Te lo diamo noi il problema da risolvere caro presidente del cazzo.

I morti li trovi qui in casa tua senza andare in Asia o in Europa a fare lo sceriffo

.

E vedrai che dopo Ted e John ci saranno tanti di quei fratelli che vorranno lasciare la loro impronta in questa nazione del cazzo che avrai il tuo bel da fare.

Non mi piace scommettere, ma prevedo un ecatombe caro Bill.

Tra serial killer, come li chiamate voi, stronzetti che se ne andranno in giro con le armi a fare il culo al prossimo e mitomani di vario genere, mi sa che avrai il tuo bel da fare senza andare in Kuwait, Iraq o altre località amene.

Me li immagino già i titoloni:

“Ancora sangue di innocenti versato a New York”...ma quali innocenti??

Gli sta bene a quegli stronzetti, e soprattutto alle loro famiglie benpensanti, di quelle che votano “dalla parte giusta”.

Avessero sentito, papi e mami, come strillavano i loro bambini quando glielo mettevo nel culo! Dicevano no, ma invece non vedevano l'ora e più urlavano più gli piaceva e alcune volte mi è persino dispiaciuto ammazzarli.

Ma dovevano morire perchè solo il numero avrebbe suscitato scalpore.

Se devi fare casino, fanne molto, mi diceva il nonno, sennò non ti sentono.

E infatti Pogo, accidenti a me quando ti ho ascoltato ed abbiamo rilasciato Robert e l'altra checca! Come si chiamava...Jeffrey ecco, se non ricordo male doveva chiamarsi così.

Si, è vero, loro avevano famiglie giuste, gente che s'ammazzava di lavoro, padri e madri che sanno cosa vuol dire spezzarsi la schiena, ma poi vedi com'è finita? Avevamo ancora tanto lavoro da fare, di lezioni da impartire.

Li abbiamo presi per il culo per dieci anni, contorti come sono dentro le loro leggi e i loro rituali, che se non mi avessi convinto a lasciarli andare quei due sfigati, saremmo andati avanti ancora un sacco di tempo.

E invece...

Son 14 anni che resisto da qui dentro, ma ormai non sopporto più questo odore nauseabondo di alcool e disinfettante. Odio quella sbobba annacquata che mi danno da mangiare e quel sorriso che mi tocca fare alla psicologa ogni tre mesi, quando viene e mi fa quelle domande del cazzo dalla risposta ovvia.
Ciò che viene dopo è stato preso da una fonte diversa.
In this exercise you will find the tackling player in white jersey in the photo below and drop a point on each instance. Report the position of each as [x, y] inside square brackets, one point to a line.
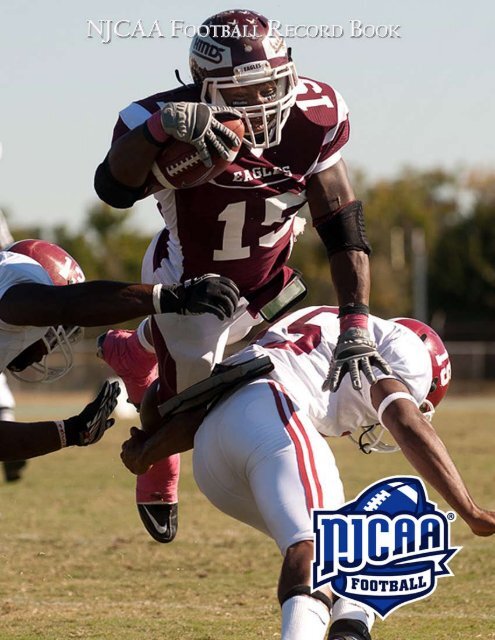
[260, 458]
[38, 319]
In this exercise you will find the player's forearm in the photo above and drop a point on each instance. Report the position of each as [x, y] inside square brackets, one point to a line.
[426, 452]
[351, 277]
[176, 436]
[131, 157]
[19, 441]
[87, 304]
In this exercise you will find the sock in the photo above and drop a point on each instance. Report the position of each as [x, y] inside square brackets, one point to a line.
[141, 336]
[343, 609]
[160, 483]
[304, 617]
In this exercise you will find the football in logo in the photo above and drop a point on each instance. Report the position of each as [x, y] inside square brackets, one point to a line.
[385, 548]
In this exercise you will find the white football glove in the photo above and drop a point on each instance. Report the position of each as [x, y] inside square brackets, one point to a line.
[355, 352]
[195, 122]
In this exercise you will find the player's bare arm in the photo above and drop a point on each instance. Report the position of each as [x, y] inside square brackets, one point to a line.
[426, 452]
[104, 302]
[159, 437]
[122, 178]
[328, 192]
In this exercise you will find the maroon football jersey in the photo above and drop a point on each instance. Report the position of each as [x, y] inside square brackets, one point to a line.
[240, 224]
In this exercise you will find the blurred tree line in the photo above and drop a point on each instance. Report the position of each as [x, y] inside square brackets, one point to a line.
[455, 213]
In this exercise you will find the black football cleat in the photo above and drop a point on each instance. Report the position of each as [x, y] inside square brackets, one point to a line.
[160, 520]
[12, 470]
[348, 629]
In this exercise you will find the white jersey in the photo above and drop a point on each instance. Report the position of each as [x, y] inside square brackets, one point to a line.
[301, 348]
[15, 269]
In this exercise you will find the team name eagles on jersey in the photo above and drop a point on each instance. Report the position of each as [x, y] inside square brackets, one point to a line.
[241, 223]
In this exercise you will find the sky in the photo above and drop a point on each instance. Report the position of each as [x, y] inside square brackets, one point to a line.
[425, 99]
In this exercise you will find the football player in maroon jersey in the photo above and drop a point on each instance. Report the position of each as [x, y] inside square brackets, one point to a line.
[38, 319]
[240, 224]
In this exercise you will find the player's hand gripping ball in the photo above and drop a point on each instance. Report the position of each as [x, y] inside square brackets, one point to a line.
[181, 165]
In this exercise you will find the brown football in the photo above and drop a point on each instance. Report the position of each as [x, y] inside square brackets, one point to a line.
[179, 167]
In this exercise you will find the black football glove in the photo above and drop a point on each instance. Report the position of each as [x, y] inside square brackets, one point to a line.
[89, 426]
[195, 122]
[355, 352]
[210, 293]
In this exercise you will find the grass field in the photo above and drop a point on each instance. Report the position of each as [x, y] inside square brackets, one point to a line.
[76, 562]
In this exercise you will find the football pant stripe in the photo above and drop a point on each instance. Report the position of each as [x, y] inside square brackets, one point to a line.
[304, 453]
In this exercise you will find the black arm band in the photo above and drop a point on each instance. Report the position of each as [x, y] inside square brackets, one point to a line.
[345, 230]
[352, 308]
[113, 192]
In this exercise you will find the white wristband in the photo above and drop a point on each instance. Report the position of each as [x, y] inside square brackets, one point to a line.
[60, 424]
[386, 402]
[157, 290]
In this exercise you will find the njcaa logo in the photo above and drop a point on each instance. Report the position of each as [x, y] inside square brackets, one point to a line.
[386, 548]
[207, 50]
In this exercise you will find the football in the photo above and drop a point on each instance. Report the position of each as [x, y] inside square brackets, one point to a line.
[393, 498]
[179, 166]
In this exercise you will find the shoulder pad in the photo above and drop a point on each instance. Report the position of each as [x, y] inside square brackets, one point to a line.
[140, 110]
[223, 379]
[320, 104]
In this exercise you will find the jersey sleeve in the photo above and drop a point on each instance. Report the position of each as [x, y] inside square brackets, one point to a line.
[335, 138]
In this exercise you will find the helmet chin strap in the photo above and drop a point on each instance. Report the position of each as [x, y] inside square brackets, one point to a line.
[57, 341]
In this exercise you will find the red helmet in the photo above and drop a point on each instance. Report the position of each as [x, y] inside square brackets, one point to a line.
[240, 48]
[440, 361]
[60, 266]
[63, 270]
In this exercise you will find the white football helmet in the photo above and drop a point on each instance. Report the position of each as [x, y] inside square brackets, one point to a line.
[63, 270]
[372, 438]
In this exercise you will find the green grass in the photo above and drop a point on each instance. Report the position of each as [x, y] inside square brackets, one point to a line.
[76, 562]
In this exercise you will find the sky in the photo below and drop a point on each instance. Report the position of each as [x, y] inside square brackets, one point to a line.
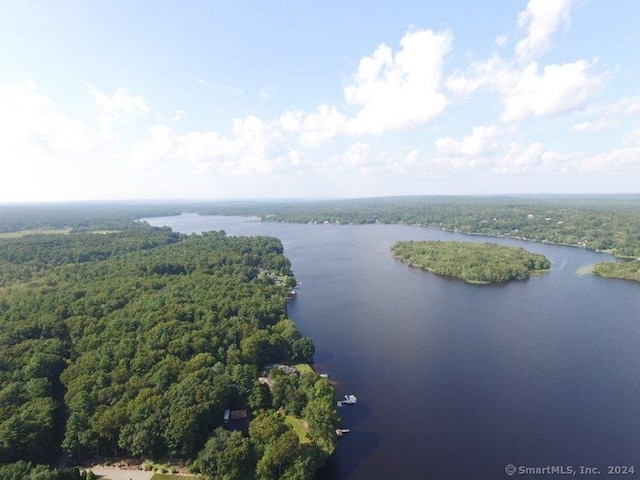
[108, 100]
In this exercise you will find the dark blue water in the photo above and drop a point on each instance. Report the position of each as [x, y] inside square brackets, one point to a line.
[456, 381]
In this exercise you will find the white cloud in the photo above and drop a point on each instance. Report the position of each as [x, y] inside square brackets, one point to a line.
[267, 92]
[527, 91]
[633, 137]
[501, 40]
[253, 147]
[314, 128]
[626, 106]
[115, 108]
[541, 19]
[622, 159]
[599, 125]
[482, 140]
[558, 88]
[393, 92]
[401, 90]
[31, 126]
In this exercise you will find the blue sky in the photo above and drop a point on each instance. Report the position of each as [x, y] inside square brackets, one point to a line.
[250, 99]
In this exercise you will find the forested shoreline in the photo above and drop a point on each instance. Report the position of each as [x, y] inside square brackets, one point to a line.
[136, 342]
[472, 262]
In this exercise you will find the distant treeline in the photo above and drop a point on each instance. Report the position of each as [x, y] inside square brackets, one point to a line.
[608, 223]
[471, 262]
[135, 343]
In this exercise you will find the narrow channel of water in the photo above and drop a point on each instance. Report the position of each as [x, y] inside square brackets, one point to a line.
[457, 380]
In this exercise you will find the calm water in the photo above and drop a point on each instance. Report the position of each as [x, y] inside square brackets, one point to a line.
[456, 381]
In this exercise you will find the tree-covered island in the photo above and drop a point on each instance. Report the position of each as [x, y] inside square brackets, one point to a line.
[472, 262]
[136, 343]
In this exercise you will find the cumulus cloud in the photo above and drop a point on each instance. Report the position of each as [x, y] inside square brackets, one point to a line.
[541, 19]
[633, 137]
[314, 128]
[526, 88]
[599, 125]
[31, 125]
[252, 147]
[401, 90]
[556, 89]
[391, 92]
[482, 140]
[616, 160]
[115, 108]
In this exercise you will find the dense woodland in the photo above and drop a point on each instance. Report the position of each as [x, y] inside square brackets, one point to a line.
[471, 262]
[135, 343]
[608, 223]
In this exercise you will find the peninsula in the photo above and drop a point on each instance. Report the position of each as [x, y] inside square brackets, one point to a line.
[479, 263]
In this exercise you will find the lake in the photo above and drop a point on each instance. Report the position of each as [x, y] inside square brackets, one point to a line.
[457, 381]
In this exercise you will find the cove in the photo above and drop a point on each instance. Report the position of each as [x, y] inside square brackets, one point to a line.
[456, 380]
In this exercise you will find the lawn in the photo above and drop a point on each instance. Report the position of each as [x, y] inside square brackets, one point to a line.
[299, 426]
[170, 476]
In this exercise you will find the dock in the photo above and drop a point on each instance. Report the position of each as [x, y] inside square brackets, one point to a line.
[348, 400]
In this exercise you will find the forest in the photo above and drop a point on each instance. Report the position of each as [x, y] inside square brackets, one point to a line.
[472, 262]
[609, 223]
[134, 343]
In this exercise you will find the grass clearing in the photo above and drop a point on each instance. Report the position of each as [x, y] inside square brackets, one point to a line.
[172, 476]
[304, 368]
[300, 427]
[40, 231]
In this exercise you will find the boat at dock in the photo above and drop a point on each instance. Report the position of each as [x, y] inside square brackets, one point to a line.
[348, 400]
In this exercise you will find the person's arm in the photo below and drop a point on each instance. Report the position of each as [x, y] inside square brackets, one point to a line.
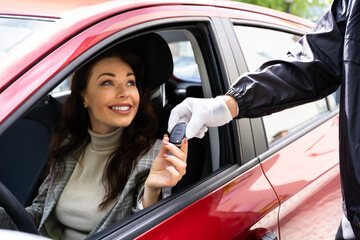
[311, 71]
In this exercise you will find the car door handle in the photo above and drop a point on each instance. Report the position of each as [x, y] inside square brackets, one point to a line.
[270, 236]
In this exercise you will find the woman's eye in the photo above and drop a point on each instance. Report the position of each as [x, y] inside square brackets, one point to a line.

Mi chiedo io, ma chi cazzo scrive i test? Chi sceglie il protocollo? Ma davvero credono che siamo dei folli o delle persone da curare?

Tuttavia Pogo, sono stanco di mentire, di dichiararmi pazzo, di aspettare che quel rotto in culo dell'avvocato sposti ancora in avanti la data del mio trapasso.

Sono pronto a passare il testimone.

Ho anche deciso le mie ultime parole

“Baciatemi il culo” gli dico, ti piacciono Pogo?